Con la circuncisión Jesús es súbdito de la ley (Cf. a.C. 15,5) para salvar a los que están bajo la ley (Gal. 4, 40), siempre según el principio que Él asume para redimir. Hay que observar, además, como Lucas recuerda el rito de la circuncisión, pero no dice que Jesús haya sido circunciso. Eso fue para evitar que Jesús pudiera ser considerado como un miembro cualquiera de la alianza, ¡Él que, en cambio, es la alianza! Jesús, no es un beneficiario de las promesas, sino es la “promesa misma”, es el “sí” de todas las antiguas promesas.
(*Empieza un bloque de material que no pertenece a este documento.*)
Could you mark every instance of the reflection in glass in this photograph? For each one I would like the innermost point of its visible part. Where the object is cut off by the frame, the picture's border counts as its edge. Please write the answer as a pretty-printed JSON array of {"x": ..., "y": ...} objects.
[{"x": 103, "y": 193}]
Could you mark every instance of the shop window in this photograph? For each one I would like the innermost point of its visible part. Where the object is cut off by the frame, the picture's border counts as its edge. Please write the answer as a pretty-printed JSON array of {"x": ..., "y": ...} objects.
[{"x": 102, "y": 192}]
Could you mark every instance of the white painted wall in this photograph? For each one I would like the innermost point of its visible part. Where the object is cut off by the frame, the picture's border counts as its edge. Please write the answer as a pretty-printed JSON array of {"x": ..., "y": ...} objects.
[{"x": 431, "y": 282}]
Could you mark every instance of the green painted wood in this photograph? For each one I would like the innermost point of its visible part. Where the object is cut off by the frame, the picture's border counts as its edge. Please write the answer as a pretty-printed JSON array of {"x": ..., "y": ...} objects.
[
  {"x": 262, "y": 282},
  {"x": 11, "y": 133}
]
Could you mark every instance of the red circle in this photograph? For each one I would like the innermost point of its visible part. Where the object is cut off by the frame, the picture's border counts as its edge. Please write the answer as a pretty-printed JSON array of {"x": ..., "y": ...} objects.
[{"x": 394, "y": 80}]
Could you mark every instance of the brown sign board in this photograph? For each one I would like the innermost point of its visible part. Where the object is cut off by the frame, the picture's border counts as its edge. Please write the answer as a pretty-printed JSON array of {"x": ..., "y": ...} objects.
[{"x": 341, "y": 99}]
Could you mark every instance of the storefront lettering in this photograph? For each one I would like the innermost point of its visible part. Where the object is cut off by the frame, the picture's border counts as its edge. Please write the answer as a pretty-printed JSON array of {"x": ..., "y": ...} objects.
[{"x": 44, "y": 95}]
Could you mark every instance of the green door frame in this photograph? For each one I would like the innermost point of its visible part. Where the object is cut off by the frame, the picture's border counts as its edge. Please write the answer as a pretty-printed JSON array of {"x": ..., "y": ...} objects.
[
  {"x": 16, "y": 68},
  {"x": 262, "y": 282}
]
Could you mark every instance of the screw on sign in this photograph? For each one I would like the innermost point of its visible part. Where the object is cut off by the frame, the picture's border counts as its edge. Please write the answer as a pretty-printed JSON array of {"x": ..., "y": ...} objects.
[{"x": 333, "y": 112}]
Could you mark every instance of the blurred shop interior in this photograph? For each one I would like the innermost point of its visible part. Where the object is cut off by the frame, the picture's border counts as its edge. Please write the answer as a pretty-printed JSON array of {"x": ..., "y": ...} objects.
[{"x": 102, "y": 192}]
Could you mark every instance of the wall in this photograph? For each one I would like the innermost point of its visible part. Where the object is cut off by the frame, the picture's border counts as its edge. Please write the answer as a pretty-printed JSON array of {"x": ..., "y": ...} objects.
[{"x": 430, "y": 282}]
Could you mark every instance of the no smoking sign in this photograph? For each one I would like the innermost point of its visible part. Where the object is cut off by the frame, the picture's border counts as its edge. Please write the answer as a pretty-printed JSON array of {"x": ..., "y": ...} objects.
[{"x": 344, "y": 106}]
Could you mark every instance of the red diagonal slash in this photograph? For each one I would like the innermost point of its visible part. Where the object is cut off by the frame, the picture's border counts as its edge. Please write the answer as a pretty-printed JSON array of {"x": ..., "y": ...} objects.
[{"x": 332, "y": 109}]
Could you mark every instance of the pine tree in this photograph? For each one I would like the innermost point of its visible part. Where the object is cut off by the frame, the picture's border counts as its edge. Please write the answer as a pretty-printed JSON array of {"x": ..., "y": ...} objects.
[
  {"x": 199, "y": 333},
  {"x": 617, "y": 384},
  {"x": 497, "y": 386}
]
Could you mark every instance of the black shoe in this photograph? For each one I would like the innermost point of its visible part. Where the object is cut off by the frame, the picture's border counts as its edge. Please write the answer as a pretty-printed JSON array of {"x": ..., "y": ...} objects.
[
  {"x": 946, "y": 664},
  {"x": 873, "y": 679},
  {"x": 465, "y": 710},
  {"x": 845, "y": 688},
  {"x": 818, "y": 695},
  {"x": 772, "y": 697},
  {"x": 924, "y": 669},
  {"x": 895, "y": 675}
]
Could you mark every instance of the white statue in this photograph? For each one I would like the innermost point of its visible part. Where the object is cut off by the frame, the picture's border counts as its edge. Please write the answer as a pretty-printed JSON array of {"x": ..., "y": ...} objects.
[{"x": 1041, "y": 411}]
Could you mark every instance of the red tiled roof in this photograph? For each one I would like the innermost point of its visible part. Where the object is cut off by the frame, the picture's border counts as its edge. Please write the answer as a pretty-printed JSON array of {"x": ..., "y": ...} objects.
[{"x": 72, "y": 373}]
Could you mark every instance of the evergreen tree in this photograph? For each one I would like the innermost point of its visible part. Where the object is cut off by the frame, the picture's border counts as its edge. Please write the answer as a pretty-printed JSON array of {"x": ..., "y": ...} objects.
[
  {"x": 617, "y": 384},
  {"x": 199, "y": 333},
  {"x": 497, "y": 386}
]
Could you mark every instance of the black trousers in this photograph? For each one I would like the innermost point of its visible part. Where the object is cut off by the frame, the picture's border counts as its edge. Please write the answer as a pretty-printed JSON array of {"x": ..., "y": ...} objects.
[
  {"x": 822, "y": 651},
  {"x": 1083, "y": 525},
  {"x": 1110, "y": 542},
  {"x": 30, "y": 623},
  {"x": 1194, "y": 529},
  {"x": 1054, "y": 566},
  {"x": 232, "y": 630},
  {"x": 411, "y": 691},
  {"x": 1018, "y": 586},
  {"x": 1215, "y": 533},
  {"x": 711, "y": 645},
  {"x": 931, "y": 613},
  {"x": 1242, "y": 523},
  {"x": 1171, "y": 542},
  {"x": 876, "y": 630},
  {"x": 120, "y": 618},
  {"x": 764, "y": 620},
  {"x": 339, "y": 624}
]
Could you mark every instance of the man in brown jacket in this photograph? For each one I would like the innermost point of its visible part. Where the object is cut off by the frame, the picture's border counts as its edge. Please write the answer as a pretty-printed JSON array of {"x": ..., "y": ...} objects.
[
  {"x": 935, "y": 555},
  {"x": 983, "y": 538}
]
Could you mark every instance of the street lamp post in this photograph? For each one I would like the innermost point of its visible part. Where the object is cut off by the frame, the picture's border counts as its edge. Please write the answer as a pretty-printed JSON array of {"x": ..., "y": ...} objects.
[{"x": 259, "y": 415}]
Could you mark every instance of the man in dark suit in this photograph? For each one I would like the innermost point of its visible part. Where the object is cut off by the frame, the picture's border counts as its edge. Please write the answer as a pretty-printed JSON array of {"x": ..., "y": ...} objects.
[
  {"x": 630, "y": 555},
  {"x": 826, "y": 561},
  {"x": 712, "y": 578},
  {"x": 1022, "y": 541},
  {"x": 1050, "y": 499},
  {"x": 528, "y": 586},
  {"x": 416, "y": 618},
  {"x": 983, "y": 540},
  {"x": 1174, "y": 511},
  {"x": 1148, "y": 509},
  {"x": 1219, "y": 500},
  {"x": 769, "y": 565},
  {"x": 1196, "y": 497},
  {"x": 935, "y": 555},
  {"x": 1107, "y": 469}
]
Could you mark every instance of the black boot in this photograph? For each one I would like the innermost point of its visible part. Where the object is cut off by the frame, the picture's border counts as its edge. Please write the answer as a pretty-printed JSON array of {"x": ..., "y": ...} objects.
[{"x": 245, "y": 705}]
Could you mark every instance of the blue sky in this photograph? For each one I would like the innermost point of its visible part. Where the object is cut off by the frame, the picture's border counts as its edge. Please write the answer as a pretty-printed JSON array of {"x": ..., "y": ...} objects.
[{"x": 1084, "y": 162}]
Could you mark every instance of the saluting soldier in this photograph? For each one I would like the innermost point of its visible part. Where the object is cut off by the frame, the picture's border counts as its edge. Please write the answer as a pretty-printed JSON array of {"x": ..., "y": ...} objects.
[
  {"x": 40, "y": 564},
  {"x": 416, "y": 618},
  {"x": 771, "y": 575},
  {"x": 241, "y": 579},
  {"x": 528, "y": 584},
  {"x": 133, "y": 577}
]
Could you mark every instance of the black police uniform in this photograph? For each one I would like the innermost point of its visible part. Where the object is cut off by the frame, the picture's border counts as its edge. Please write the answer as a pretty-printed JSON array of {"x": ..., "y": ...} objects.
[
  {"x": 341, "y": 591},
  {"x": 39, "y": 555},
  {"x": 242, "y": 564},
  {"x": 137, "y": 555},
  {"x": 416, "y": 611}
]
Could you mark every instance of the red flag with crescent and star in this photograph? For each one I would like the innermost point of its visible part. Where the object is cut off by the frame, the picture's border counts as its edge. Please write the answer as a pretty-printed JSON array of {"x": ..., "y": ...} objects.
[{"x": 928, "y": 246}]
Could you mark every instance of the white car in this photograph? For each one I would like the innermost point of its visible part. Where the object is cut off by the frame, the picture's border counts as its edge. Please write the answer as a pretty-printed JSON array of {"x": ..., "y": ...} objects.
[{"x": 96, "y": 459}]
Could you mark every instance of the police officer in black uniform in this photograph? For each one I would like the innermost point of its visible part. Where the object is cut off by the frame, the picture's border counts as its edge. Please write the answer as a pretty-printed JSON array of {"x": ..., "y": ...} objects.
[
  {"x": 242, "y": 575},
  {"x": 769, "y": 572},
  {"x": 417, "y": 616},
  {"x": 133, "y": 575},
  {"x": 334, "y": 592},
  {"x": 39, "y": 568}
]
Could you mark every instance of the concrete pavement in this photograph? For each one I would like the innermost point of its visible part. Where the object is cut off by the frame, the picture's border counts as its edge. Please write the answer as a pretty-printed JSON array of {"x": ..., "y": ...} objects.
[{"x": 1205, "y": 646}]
No necesitaba, en fin, presentar a Jesús como introducido en la alianza por otros a través de la ejecución del rito desde el momento que Él es el “mediador de una alianza más noble” (Hb 8, 6).
Ya que los Evangelios no son una crónica del pasado, sino un anuncio del “misterio” cristiano, también el “silencio” tiene su significado determinante.